While access to a computer had been a nicety in 2006; by 2011, it had become a necessity.
Not only was the computer the best way to research and plan travel, but it had become Niko’s main source of companionship apart from Hanna. Unable to work and frequently apartment bound, Niko had come to rely on their laptop for entertainment and as a portal to the outside world.
You know by now that Henry and I had thought about our computer situation in advance. We had agreed that it would be very difficult to deny Niko use of my laptop, especially after having previously given him carte blanche. We had also agreed that it would be best to do so.
For some reason—and I suspect some fuzzy-minded state of denial and avoidance—I had not connected the dots. If I had, it would have been evident that a month-long visit sans computer would pose problems for anyone visiting a major metropolitan area. For Niko especially, computer access had become crucial to his sense of wellbeing and mastery in a sometimes hostile and often overwhelming world.
Maybe you have had this feeling too…when one half of your brain, red faced and breathless, brandishes a red flag in your face; and the other half of your brain responds: “Strange weather we’re having. I feel all melty and mushy,” and then proceeds to the freezer for a pint of Ben & Jerry’s followed by a food coma and a dreamless sleep. Lather, rinse, repeat…with any number of diversions.

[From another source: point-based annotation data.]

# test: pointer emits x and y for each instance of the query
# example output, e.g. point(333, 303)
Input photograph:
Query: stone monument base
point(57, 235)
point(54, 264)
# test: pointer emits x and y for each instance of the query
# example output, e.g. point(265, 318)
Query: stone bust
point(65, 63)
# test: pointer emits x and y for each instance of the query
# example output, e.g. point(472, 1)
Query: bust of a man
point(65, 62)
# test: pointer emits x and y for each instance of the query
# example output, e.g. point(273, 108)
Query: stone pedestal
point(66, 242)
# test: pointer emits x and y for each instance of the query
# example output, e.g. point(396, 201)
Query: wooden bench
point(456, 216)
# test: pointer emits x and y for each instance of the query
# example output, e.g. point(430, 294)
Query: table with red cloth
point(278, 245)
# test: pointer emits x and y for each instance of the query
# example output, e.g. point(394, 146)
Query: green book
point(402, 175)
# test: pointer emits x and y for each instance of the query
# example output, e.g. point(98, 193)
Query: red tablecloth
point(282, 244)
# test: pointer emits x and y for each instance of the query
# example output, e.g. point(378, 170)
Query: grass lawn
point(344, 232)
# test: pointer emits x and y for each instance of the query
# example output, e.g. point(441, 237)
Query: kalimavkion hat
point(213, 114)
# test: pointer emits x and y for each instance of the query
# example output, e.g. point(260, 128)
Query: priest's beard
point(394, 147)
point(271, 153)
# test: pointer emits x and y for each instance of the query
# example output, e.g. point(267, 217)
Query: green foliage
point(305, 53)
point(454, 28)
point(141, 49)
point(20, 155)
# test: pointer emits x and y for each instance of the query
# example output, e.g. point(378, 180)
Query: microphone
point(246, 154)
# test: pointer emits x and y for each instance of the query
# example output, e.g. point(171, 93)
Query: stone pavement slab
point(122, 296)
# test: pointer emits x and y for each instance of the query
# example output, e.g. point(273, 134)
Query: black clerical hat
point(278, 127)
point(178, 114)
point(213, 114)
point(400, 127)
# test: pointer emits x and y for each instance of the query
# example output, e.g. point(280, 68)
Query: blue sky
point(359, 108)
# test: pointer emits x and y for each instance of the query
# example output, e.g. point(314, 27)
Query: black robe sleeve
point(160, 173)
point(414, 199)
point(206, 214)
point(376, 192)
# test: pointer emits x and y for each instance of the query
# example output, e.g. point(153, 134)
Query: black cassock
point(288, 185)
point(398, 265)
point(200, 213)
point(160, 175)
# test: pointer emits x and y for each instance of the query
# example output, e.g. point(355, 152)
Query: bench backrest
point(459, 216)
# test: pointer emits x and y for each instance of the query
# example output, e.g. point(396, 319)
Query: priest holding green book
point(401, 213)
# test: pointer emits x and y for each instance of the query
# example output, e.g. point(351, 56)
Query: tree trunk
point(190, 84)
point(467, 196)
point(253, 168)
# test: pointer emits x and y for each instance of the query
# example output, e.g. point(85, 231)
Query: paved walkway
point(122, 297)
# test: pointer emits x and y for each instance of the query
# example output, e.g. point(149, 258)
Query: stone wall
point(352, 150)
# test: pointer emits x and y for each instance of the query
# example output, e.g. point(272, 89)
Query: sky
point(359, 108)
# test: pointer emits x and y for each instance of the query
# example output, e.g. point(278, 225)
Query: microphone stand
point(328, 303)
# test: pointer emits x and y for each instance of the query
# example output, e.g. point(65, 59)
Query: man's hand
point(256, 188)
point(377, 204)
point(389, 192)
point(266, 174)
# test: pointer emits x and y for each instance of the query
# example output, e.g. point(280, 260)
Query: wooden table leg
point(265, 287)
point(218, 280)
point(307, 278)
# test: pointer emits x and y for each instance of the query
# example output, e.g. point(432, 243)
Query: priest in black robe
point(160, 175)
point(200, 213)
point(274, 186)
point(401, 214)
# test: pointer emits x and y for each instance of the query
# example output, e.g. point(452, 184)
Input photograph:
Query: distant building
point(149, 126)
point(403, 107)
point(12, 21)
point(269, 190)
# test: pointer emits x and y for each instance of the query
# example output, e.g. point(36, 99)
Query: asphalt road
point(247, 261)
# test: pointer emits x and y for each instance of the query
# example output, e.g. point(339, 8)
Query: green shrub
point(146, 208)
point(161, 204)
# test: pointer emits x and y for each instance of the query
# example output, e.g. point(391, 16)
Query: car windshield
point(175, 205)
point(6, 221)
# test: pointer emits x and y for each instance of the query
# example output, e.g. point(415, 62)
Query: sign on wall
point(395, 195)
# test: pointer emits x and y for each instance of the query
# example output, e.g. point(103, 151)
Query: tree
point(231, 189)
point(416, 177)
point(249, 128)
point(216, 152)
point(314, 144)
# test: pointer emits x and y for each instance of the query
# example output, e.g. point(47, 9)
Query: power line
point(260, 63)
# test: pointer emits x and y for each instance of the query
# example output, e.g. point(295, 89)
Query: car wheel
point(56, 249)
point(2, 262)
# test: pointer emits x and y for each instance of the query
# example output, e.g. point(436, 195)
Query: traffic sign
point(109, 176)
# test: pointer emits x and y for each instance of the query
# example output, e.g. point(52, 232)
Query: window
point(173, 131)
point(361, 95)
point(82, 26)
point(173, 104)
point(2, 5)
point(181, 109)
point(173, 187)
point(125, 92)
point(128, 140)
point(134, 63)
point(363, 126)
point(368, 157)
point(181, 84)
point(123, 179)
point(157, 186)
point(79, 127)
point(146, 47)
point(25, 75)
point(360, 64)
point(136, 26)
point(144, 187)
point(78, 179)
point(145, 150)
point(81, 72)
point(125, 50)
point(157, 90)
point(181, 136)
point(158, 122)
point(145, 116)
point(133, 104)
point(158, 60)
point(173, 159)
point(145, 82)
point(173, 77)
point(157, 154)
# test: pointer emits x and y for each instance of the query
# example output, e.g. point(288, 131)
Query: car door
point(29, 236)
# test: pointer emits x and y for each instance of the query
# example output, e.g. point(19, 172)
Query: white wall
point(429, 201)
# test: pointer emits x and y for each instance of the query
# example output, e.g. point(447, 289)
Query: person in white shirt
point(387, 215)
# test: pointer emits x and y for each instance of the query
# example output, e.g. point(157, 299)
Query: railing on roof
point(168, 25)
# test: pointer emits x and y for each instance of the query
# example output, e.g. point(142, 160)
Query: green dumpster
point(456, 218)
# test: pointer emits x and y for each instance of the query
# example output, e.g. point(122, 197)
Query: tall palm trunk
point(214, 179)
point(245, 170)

I knew, but did not want to let myself know, that confronting the matter of the computer with Niko head on would, at some point, necessitate my confessing that I had concerns beyond those related to the condition of my laptop.
To be blunt without being gratuitous: In 2006, Niko had had trouble sharing the computer with the 5 other people who wanted time. And he had used the family computer it in ways I believe most hosts would not condone.
Shortly after Hanna and Niko departed that year, our new desktop had (terminally) failed. I wondered if his habits had played a role. Realizing his activities had occurred during prodromal and illness states, it didn’t seem right to classify them as Bad Behavior. How much true choice had been involved? And thinking it unfair to blame him for the demise of the desktop without clear evidence, I hesitated to speak. I wasn’t mad at him, and I certainly did not want to shame him. He had been so worried that his psychosis had damaged our friendship. Yet, I feared the same things could happen again in 2011.
Niko is a highly-verbal, detail-oriented, analytical, intelligent, and intuitive man. And he is persistent. He is good at debating, and he never misses an angle. To engage him on these issues at all would have been to open the whole can of worms, and I was afraid he would catch me out.
Why did it matter if he did?
I’m not sure.
I harbored no ill intent. But I was young and unsure in my attempts to prioritize my family. I knew I was making a healthy change but Hanna and Niko were unaware. In some fashion, I felt disloyal. Maybe even sneaky. For the first time, I was putting the needs of Henry and the girls over those of my best friend–and by association, her husband.
This is all hindsight, of course. In the moment, one half of my brain was sending up frantic smoke signals while the other half was smothering them with plans. Layers of plans, which were to provide insurance against ever having to have this conversation.